Plof, plof, hicieron los remolcadores al pararse. Un chasquido las cuerdas que los brazos membrudos soltaron. Un lametón de olas el líquido de los zumos en las paredes de las frascas, el café en la taza. En los puestos de frutos secos las pipas y los cacahuetes se abrieron solos. Y hubo un momento de espera...

El escribano cerró la sombrilla. Los ojos del monstruo brillaban enloquecidos o asustados; trató de recobrar la compostura, sin lograrlo. De sus fauces abiertas brotaba una masa de empleados que se derramaban por la escalera como un vomitado. El que se rascaba en el balcón dejó de rascarse y bajó a la calle. El que amaba se ajustó los pantalones y bajó a la calle. A medias la comida y a medias la cerveza abandonaron otros para ponerse a andar. Los barqueros acostaron sus barcas a los muelles, una junto a la otra como un tapiz de madera sobre el agua, para subir a tierra. Todos los relojes daban la hora. El monstruo no sacó escamas, ni olor fétido, ni tentáculos, ni cola, ni alas. Los hombres sacaron pies, brazos, manos, lenguas. En columnas filtradas por la ciudad, que tomaron la forma de la ciudad, ya sin prisa, desembocaron en la plaza. Una gran humanidad a la que daban aire, abanicándola, millones de moscas, de pájaros, de halcones, cuerpo contra cuerpo en planos oscilantes, y las hojas de las palmeras, y las copas de las acacias. Atacaron. Con un breve ronquido colectivo, saltando persona sobre persona. Se produjo un gran silencio sin acuerdo previo: ruido de pasos solo, latidos largos. El monstruo trató de cerrar la puerta, las otras entradas, las ventanas. Hubo un grito feroz, uno, el de él. Otros gritos separados e individuales, de ellos. Las gentes pasaron a través de los muros, atravesando el bronce, a través de la piedra y el cristal. Y él se defendió como pudo, lanzando por sus pasillos trombas de papel, archivos enteros mezclados con muebles y cuerpos de funcionarios fieles que nadaban con los brazos hacia delante, la boca abierta sin más. El contrahecho se vio sumergido. Por la escalera bajaba un río de goma derretida y chispas de madera ardiendo, producto de miles de tampones. Pero el Hombre avanzó destruyendo, arrasando, limpiando. La estructura en aquella mañana de sol, cayó trozo a trozo, despaciosa y rápida. Faceta por faceta terminó.

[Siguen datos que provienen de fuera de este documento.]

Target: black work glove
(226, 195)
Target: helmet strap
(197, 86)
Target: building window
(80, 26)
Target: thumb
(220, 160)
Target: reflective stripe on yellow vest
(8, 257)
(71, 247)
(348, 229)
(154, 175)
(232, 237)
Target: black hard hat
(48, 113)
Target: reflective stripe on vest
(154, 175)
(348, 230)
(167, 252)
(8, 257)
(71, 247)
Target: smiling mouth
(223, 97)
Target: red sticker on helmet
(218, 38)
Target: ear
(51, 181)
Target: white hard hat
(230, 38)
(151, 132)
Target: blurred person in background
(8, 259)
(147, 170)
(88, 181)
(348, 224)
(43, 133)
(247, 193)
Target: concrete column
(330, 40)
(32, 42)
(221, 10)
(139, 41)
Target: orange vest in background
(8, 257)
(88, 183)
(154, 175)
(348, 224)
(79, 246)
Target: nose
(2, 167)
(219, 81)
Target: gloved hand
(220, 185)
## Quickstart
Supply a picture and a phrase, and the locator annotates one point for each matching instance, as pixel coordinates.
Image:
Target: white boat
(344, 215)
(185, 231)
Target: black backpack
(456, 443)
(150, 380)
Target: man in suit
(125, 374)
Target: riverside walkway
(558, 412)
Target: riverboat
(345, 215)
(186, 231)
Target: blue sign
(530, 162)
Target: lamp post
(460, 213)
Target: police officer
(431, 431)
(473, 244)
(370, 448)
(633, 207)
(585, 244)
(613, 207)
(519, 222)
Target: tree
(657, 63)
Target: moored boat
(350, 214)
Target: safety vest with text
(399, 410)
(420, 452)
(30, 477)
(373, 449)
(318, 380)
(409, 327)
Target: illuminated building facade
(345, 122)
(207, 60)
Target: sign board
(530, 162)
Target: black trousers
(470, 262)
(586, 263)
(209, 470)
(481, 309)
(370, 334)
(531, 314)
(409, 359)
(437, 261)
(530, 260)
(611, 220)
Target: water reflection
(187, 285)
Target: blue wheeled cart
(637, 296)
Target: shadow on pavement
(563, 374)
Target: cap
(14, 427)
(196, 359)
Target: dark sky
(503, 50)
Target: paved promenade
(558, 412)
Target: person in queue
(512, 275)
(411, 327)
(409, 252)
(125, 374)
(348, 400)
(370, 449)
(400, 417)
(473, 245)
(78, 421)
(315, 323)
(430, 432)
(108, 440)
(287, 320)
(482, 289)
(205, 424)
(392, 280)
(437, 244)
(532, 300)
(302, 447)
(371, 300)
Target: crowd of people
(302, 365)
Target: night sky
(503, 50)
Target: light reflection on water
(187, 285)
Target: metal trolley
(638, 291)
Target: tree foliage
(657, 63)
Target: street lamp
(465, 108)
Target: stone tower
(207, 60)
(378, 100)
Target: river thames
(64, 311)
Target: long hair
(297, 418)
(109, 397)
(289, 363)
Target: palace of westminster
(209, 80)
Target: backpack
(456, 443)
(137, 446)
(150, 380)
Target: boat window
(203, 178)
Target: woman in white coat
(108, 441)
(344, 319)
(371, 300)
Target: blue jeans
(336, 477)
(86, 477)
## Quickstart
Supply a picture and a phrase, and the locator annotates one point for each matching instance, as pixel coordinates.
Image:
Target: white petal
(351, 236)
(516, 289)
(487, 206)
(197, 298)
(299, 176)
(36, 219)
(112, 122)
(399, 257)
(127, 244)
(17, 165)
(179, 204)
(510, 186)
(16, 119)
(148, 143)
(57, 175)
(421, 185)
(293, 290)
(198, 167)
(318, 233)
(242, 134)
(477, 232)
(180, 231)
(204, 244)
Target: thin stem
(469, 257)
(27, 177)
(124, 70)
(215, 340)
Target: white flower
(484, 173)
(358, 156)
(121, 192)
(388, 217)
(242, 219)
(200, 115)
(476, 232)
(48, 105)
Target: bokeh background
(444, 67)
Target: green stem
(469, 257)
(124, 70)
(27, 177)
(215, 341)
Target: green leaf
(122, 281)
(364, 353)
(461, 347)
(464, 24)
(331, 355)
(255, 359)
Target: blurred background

Del desescombro se ocupó el guardia, dirigiendo la operación desde una torre de las utilizadas para regular el tráfico, sobrio y escueto de gesto como nunca, al menos en un principio. Todos los restos fueron tirados al río, excepto unas piedras con las que edificaron una tumba pequeña para el contrahecho, a la sombra de la cual el hombre privado de ojos tuvo permiso por vida para vender cigarrillos. Nunca quedó claro el por qué el monstruo, procedente de cercanos mundos, de mundos radicados en el nuestro, se había manifestado en su verdadera esencia, descubriéndose en el momento en que obtenía la victoria. Quizás estaba cansado, quizás le era insoportable por más tiempo una tensión tan prolongada, quizás creyó llegado el plazo en que impondría su dominio por las claras. Es posible que de todas maneras los hombres le envenenaran poco a poco.

Hoy como todos saben, en el solar que dejó su cuerpo se levanta un árbol. Verde. Las sombrillas de los escribanos, copiadores de cartas solamente, hacen con sus rayas un contraste vivo y bello.